I wunder if they could make like sum sorta supa soldier from these guys, u know, follow orders without question


Crispy
Posted 10 March 2006 at 12:35 am

Jumping around and convulsing wildly whenever you hear a loud noise don't sound like particularly desirable traits for a super-soldier. :-P


Arcangel
Posted 10 March 2006 at 01:53 am

Would that mean who ever shouts louder (the enemy or you) wins?


rafnex
Posted 10 March 2006 at 02:16 am

that's more of a super-dorks than super-soldier :D


Berkana
Posted 10 March 2006 at 03:23 am

Incidentally, there is a family of inbred Turkish Kurds who walk on all fours.

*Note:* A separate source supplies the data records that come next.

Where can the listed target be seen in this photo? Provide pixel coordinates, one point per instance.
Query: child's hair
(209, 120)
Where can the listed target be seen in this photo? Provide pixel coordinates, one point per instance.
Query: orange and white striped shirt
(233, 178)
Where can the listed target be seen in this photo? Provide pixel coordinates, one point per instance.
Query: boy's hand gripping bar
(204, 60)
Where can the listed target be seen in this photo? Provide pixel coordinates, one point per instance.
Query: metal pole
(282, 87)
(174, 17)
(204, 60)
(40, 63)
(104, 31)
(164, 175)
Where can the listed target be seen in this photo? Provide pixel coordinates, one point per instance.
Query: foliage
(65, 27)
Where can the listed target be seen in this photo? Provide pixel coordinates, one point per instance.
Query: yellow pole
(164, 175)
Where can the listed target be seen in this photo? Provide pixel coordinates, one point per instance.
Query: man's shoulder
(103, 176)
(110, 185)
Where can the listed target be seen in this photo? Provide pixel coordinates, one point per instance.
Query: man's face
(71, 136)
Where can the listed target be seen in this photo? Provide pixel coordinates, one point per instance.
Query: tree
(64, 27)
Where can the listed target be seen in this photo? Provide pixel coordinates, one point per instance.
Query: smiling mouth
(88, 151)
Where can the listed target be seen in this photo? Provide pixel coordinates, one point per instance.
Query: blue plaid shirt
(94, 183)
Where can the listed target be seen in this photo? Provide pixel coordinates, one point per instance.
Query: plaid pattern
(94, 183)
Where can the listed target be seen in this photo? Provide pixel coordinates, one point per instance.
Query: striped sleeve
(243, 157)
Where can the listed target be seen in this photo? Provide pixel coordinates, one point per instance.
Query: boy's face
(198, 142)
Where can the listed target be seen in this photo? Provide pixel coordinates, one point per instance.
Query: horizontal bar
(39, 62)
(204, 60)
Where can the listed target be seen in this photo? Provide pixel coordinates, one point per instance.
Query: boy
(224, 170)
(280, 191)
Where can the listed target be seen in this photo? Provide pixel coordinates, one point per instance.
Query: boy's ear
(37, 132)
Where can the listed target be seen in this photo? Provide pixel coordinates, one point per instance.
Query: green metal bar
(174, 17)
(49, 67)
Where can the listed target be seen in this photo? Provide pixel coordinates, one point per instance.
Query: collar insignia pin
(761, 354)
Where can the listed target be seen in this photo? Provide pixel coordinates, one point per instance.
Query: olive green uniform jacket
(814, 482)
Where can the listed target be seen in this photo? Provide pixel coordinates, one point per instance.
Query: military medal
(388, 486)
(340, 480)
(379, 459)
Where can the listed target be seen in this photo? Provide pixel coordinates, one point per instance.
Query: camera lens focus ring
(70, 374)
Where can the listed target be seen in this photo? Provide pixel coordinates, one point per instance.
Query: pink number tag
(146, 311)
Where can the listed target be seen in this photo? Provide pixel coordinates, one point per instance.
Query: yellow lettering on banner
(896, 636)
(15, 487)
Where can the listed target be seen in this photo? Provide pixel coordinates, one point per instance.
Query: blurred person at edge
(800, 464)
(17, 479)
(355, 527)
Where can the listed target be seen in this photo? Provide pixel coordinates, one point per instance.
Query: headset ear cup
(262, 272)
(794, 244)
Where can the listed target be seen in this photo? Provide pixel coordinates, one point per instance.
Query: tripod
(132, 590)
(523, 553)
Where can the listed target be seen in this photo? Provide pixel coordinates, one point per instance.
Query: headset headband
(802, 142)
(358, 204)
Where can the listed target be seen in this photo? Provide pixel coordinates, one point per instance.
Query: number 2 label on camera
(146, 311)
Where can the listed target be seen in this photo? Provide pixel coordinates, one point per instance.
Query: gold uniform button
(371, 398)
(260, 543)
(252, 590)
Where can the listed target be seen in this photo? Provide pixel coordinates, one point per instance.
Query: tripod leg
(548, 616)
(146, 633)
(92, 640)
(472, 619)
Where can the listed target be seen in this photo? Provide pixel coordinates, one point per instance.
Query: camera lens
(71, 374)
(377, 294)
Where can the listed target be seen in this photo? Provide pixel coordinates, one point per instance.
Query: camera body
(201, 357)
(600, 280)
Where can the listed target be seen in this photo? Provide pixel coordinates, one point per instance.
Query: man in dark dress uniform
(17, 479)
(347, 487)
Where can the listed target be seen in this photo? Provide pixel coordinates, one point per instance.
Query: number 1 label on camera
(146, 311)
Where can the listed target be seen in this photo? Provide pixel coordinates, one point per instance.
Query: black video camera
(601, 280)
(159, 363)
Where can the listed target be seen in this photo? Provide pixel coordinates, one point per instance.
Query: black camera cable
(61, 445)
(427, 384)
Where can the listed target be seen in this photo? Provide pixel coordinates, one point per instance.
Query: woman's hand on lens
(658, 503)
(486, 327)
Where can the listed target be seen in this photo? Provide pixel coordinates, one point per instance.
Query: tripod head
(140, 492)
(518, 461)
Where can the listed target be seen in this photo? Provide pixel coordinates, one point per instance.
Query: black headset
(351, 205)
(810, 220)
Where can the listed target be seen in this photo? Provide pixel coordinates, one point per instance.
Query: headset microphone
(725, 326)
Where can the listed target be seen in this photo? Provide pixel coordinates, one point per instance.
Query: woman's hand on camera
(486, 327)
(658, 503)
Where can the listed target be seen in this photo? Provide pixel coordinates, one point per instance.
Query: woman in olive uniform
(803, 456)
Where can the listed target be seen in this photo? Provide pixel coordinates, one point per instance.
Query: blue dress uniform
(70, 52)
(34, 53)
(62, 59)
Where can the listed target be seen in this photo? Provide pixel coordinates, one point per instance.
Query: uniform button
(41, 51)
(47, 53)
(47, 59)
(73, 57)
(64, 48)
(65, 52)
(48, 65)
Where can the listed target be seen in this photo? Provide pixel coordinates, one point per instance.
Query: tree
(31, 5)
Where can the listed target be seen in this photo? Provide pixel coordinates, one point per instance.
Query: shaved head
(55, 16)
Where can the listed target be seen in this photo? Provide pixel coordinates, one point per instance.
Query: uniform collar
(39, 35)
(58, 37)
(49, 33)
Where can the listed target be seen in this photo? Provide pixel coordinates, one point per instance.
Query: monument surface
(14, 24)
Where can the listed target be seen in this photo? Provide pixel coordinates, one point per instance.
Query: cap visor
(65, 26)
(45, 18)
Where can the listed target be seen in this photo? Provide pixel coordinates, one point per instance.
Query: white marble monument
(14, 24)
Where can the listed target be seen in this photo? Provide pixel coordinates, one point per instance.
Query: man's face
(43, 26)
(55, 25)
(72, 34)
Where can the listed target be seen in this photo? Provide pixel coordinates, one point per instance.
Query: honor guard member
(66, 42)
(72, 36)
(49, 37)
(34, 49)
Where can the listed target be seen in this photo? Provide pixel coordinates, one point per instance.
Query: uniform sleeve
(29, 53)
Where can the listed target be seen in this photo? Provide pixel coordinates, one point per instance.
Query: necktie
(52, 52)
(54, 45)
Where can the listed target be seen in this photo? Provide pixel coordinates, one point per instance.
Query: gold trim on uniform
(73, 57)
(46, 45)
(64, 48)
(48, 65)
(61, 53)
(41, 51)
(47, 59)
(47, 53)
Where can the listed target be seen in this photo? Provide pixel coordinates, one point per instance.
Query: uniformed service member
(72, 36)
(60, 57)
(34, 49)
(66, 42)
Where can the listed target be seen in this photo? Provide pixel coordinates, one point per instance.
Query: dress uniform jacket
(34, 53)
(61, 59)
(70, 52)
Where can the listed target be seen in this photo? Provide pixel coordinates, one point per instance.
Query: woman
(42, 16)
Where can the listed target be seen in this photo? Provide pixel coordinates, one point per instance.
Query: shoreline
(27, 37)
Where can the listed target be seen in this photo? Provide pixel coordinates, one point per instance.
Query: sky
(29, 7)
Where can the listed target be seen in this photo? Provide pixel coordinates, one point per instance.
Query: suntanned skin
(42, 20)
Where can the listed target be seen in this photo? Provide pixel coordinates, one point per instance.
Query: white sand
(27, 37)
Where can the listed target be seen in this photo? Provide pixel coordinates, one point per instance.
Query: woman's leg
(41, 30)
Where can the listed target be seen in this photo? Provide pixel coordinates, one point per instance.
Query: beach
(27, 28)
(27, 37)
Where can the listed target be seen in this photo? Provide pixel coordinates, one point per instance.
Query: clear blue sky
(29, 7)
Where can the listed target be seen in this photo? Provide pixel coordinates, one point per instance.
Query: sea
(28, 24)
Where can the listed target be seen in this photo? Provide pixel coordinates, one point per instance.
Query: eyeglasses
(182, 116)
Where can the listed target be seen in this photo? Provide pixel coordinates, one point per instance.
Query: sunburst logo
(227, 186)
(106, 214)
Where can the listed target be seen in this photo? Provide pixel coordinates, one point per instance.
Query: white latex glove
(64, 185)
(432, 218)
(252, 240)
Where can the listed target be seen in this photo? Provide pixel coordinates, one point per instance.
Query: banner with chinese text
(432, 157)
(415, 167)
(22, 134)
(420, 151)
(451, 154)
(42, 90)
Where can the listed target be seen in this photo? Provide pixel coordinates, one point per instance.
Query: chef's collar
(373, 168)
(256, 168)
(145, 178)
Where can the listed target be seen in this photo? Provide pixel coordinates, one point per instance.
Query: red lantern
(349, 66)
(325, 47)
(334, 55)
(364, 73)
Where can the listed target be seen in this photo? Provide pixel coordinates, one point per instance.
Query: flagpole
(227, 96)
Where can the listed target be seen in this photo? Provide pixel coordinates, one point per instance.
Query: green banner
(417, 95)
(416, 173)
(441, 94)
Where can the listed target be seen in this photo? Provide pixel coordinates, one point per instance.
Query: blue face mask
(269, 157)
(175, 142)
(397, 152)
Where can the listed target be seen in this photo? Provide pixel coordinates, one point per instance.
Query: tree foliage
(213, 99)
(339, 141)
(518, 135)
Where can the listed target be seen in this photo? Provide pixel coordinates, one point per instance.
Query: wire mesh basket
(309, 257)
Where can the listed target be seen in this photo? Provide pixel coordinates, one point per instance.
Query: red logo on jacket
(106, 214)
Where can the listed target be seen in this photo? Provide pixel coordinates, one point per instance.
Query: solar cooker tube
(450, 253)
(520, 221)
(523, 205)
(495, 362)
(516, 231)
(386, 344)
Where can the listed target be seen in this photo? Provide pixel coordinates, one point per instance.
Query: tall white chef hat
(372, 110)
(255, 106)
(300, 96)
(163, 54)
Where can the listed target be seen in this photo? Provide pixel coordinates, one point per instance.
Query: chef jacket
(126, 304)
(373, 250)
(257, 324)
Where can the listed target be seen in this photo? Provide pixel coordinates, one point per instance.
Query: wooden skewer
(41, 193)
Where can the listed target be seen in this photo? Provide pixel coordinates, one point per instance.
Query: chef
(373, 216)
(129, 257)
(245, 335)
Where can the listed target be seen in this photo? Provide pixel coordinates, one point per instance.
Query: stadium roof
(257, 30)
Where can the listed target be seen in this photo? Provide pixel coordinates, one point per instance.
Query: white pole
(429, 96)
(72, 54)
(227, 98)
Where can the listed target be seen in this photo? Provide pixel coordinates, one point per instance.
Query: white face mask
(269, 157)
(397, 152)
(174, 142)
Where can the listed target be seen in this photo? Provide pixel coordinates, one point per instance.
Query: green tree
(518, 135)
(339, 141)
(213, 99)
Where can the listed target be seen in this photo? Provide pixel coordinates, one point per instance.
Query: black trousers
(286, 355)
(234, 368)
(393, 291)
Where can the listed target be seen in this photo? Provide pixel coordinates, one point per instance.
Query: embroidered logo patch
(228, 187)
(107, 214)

They are all mentally retarded, and it seems that their grandparents are very closely related.

Who knew inbreeding could be such an endless source of entertaining disorders?


Bucky
Posted 10 March 2006 at 08:15 am

Who's the crazy guy in the picture?


The End
Posted 10 March 2006 at 09:00 am

Alan Bellows. :p


Chastain Troy
Posted 10 March 2006 at 09:32 am

Crispy said: "Jumping around and convulsing wildly whenever you hear a loud noise don't sound like particularly desirable traits for a super-soldier. :-P"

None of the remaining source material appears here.